Initialize self. See help(type(self)) for accurate signature.


Lévy areas¤

Brownian controls can return certain types of Lévy areas. These are iterated integrals of the Brownian motion, and are used by some SDE solvers. When a solver requires a Lévy area, it will have a minimal_levy_area attribute, which will always return an abstract Lévy area type, and it can accept any subclass of that type. The inheritance hierarchy is as follows:

AbstractBrownianIncrement
│   └── BrownianIncrement
└── AbstractSpaceTimeLevyArea
    │   └── SpaceTimeLevyArea
    └── AbstractSpaceTimeTimeLevyArea
            └── SpaceTimeTimeLevyArea
For example if solver.minimal_levy_area returns an AbstractSpaceTimeLevyArea, then the Brownian motion (which is either an UnsafeBrownianPath or a VirtualBrownianTree) should be initialized with levy_area=SpaceTimeLevyArea or levy_area=SpaceTimeTimeLevyArea. Note that for the Brownian motion, a concrete class must be used, not its abstract parent.

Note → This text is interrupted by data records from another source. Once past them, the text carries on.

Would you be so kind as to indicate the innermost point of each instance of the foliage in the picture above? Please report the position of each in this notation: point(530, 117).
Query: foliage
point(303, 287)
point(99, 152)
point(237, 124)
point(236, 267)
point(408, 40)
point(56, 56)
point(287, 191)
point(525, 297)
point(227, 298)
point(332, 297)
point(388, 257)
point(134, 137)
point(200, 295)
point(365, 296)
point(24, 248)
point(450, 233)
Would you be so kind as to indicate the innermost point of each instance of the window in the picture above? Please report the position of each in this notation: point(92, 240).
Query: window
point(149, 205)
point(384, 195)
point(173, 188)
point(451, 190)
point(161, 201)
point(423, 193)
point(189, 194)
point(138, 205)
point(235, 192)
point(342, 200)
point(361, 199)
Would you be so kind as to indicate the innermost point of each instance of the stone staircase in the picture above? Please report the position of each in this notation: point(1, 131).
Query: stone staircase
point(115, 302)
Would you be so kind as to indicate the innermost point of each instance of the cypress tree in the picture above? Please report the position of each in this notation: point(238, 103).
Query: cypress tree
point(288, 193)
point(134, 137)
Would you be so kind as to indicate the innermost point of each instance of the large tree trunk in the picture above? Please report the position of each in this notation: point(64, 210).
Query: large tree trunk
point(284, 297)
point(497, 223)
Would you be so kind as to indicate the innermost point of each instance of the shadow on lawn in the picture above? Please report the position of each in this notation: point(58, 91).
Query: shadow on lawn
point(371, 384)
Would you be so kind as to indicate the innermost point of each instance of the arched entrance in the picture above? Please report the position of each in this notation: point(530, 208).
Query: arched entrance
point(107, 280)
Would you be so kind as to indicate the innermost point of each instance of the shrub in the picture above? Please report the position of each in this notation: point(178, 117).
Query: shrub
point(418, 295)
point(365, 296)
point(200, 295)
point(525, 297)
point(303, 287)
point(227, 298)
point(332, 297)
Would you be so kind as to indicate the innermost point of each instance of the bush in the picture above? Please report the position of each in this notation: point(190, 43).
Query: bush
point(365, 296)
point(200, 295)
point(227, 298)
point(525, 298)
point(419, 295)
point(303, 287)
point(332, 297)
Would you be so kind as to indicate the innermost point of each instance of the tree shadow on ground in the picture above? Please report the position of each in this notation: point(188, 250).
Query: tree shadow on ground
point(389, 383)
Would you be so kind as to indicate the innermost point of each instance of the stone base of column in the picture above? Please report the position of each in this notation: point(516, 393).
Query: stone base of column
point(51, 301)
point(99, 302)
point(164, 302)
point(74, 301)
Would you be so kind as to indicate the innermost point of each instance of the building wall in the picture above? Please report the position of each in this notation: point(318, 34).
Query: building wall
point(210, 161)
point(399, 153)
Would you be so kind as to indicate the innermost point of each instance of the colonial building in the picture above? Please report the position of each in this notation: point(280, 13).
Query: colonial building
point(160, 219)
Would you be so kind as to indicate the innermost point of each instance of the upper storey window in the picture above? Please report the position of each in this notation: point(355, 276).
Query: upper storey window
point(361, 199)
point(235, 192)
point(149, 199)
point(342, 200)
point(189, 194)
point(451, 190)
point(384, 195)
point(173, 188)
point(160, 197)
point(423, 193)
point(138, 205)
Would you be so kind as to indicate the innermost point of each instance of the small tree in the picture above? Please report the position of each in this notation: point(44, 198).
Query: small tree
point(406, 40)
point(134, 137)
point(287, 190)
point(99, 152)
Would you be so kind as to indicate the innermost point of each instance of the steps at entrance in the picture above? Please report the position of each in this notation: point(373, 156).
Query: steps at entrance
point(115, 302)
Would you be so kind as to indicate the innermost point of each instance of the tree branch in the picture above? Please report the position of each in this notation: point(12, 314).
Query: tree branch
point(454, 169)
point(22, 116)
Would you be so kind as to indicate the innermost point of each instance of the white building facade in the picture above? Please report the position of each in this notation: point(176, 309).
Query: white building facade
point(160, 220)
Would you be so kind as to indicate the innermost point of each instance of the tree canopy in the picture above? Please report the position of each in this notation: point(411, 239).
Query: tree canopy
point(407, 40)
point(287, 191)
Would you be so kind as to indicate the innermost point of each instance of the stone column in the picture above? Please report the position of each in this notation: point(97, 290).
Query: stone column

diffrax.AbstractBrownianIncrement ¤

Abstract base class for all Brownian increments.

diffrax.BrownianIncrement (AbstractBrownianIncrement) ¤

Pytree containing the dt time increment and W the Brownian motion.

diffrax.AbstractSpaceTimeLevyArea (AbstractBrownianIncrement) ¤

Abstract base class for all Space Time Levy Areas.

diffrax.SpaceTimeLevyArea (AbstractSpaceTimeLevyArea) ¤

Pytree containing the dt time increment, W the Brownian motion, and H the Space Time Levy Area.

diffrax.AbstractSpaceTimeTimeLevyArea (AbstractSpaceTimeLevyArea) ¤

Abstract base class for all Space Time Time Levy Areas.

diffrax.SpaceTimeTimeLevyArea (AbstractSpaceTimeTimeLevyArea) ¤

Pytree containing the dt time increment, W the Brownian motion, H the Space Time Levy Area, and K the Space Time Time Levy Area.